How to reclaim GPU memory in v2?

In v1 we have methods like learn.destroy and learn.purge to clean up GPU memory.

What should we be doing in v2 to release memory associated with a learner so we don’t have to restart our notebook?

Looking at the CamVid notebook it looks like learn.destroy() does exist :slight_smile:

https://github.com/fastai/fastai2/blob/master/nbs/course/lesson3-camvid.ipynb

1 Like

using 0.0.7 and at least the TextLearner doesn’t have a destroy method.

AttributeError: 'TextLearner' object has no attribute 'destroy'

I haven’t had time to work on those functions for now, so they are not implemented yet. They both had some drawbacks and bad side-effects in v1 so I want to take the time to do it properly in v2, probably at some point next month.

8 Likes

Not sure where this is at for v2., but yah, I noticed weird behavior in v.1. Seems like it would clear a bit of the GPU memory but never all of it … and after awhile, I would have to restart the notebook cuz it wouldn’t clear enough for me to continue.

Anyhow, looking forward to this eventually in v2. Is it something with Jupyter notebooks that makes this difficult?

Was this added yet? Still couldn’t find it in the codebase?

No, not yet

Should I look at the old code to get an idea how to do this or as stated above it is quite hacky and not ideal to use?

You can try but it was very ad hoc and not working well.

For me, here’s what I do:

learn = 0
gc.collect()
1 Like

learn = None
gc.collect()
torch.cuda.empty_cache()

This worked for me.

3 Likes

Does this really work, i.e. the GPU memory is cleared in nvidia-smi? I tried this, but my GPU memory usage did not go down.

On this recurring question of reclaiming CUDA GPU memory… I’ll give it a shot here.

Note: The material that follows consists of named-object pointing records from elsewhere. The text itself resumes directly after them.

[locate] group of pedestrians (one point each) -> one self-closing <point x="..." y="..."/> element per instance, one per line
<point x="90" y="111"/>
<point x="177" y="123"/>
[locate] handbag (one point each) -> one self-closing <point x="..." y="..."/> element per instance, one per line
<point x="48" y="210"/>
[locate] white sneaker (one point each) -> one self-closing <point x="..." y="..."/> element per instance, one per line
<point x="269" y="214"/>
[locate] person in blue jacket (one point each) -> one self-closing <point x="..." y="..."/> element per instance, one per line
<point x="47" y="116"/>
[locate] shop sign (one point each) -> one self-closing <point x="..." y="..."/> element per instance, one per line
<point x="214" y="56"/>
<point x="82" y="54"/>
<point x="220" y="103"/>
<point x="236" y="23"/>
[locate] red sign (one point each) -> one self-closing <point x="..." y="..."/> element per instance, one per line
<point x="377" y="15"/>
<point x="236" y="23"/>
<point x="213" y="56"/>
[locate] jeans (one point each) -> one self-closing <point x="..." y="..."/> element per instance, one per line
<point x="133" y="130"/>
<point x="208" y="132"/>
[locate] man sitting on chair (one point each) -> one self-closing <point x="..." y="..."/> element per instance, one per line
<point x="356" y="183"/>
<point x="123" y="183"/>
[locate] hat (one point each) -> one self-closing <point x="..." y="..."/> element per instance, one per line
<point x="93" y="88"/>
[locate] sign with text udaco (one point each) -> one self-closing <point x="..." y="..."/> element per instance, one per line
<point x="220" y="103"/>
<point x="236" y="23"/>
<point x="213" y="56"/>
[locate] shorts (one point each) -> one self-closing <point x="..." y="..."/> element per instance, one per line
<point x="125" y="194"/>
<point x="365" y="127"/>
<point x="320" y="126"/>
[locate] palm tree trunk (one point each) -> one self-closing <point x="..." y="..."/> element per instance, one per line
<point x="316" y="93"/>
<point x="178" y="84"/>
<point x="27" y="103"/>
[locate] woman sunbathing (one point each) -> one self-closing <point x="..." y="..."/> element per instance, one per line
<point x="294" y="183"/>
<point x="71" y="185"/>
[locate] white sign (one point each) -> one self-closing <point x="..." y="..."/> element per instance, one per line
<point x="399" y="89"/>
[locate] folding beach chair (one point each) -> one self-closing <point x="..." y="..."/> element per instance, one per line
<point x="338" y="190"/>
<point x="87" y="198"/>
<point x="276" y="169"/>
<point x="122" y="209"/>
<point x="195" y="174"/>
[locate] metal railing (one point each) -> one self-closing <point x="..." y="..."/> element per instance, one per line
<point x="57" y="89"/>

Short Answer: The PyTorch team chooses not to provide an API to reset the the cuda context. Yes, it has been asked many times, and still is rejected: https://github.com/pytorch/pytorch/issues/20837

Their rationale is understandable:

“If you want to swing the big axe, pull the rug from under all tensors say in a live notebook session, be my guest do it at your own risk, you’ve been warned. And sorry, not from the PyTorch api.”. They have other technical reasons for not supporting this as well, such as complication to multiprocessing features. – don’t shoot the messenger here, if you don’t like this reality.

So “What is to be done?”

Slightly Long Answer

The gentle way when using PyTorch and/or fastai/fastai2 works to certain extent:

del learn
gc.collect()
torch.cuda.empty_cache()

But if the application has live objects (DataLoader/DataBlock/DataSet in fastai, for instance) in the notebook that hold on the some Torch tensors, sorry, at least the 600MB Torch CUDA context plus those tensors will not be freed.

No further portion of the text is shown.